Art collector Keith Coppola says the truth is beyond anyone’s imagination — and insists he’s not tilting at windmills with his tale of discovering the long-unseen Picasso depicting Don Quixote and sidekick Sancho Panza while buying $75 worth of art in the Garden State.

The work, dated Feb. 11, 1955, and delivered to the land of Springsteen only months later, is the real deal, confirmed by years of digging and authenticated by a cadre of world-renowned experts, according to Coppola.

He’s invested more than a dozen years trying to convince the Picasso estate of the masterpiece’s existence, a quest that brings to mind a familiar character of fiction.

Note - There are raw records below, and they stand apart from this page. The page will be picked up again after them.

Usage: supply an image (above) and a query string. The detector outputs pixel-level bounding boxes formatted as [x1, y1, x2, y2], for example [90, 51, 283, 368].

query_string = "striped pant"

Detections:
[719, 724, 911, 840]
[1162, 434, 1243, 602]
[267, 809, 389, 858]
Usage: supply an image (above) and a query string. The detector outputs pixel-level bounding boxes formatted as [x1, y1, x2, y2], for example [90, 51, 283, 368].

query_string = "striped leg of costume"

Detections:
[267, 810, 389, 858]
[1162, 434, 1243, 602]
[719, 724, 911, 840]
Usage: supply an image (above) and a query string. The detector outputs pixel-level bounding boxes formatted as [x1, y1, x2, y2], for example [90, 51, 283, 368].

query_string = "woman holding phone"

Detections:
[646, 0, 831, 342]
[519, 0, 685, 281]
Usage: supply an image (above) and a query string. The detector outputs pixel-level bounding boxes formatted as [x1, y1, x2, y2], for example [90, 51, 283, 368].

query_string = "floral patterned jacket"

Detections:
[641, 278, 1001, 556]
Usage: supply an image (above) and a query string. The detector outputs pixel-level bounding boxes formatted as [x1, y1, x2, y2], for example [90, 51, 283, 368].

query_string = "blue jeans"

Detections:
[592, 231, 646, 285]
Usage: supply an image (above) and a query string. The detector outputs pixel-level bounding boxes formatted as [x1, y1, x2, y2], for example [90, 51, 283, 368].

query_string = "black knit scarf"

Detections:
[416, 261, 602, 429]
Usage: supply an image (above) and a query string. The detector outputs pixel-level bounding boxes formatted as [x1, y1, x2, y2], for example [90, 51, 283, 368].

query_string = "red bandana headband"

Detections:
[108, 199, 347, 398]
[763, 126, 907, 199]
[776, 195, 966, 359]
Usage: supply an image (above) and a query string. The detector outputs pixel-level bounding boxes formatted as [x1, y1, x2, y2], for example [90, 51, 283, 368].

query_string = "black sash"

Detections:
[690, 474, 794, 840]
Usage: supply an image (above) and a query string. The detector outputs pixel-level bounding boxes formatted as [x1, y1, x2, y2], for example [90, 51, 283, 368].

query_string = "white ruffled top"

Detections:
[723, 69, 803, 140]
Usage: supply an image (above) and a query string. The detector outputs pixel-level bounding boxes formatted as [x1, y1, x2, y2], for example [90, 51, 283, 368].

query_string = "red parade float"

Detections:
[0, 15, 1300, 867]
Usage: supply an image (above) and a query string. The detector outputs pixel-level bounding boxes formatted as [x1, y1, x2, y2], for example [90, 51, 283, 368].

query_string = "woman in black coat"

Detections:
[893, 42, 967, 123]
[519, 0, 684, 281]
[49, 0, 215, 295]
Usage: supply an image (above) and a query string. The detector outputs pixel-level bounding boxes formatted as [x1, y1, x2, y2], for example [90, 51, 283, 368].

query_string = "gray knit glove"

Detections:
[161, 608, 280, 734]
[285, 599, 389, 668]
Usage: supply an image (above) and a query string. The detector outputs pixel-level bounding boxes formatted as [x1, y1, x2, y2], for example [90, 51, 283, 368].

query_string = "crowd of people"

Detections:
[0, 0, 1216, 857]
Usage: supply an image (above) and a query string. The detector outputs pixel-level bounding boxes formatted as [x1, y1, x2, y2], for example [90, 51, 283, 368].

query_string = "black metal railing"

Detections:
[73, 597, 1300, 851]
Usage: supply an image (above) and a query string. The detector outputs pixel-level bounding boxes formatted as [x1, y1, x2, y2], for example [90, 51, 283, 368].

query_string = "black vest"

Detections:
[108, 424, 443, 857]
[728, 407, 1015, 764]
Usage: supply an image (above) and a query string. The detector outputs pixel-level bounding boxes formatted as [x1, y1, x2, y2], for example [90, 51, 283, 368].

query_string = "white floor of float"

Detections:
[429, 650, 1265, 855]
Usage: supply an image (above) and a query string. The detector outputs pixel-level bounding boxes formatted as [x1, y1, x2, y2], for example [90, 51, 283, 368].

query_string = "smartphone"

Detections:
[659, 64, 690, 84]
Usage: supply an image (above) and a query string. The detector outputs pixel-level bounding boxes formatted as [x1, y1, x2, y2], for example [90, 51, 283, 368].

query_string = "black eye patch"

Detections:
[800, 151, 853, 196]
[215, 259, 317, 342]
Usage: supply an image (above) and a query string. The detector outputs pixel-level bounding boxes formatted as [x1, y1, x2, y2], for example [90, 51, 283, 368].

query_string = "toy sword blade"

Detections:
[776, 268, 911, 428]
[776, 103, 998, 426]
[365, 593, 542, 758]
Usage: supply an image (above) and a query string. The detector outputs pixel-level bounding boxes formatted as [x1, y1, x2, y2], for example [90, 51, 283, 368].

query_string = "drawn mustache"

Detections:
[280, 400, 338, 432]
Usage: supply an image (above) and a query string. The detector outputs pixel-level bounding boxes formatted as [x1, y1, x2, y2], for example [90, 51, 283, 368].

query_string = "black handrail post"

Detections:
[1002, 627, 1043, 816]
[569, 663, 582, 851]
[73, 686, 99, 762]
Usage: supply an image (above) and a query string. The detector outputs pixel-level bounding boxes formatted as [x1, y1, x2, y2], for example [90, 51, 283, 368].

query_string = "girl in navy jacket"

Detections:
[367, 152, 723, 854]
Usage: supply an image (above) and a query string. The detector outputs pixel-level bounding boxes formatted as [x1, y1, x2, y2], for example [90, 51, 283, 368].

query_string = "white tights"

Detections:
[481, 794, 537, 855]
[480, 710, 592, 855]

“The whole thing is like everybody has said to me, ‘You’re Don Quixote! You’ve become him,’” acknowledges Coppola. “Nobody believes you, it’s so far fetched that you almost don’t want to believe me. But then again, I’ve got so much evidence that you’ve got to believe me if you really look at it.”

The ink brush work of the two characters conjured by author Miguel de Cervantes in the early 17th century was created well before Picasso’s academically accepted second incarnation, he said. That version, signed by the artist on Aug. 10, 1955, remains stored inside a basement vault at France’s St. Denis Church.

 

The work was featured in the French weekly journal Les Lettres Francaises to celebrate the 350th anniversary of part one of of Cervantes’ epic novel “Don Quixote,” released in 1605.

But Coppola can spend hours recounting the minutia of his February artwork and its multiple contrasts with the later piece: Its subtle incorporation of the constellations in homage to Picasso’s late wife, a hidden phallic symbol, the open mouth of the ass belonging to Sancho — and even its size: 62 inches by 48 inches, compared to 65 by 50 in the version known to the world.

Coppola, 55, a former Jersey guy now in South Carolina, notes the February date on his work coincides with the death of Picasso’s wife of 37 years and longtime muse, ballerina Olga Khokhlova — a pivotal link to the truth.

“She was Picasso’s goddess, a spiritual inspiration,” he said, ”and now she is denied her existence in the capacity that he memorialized her. Without Olga, there would be no Don Quixote.”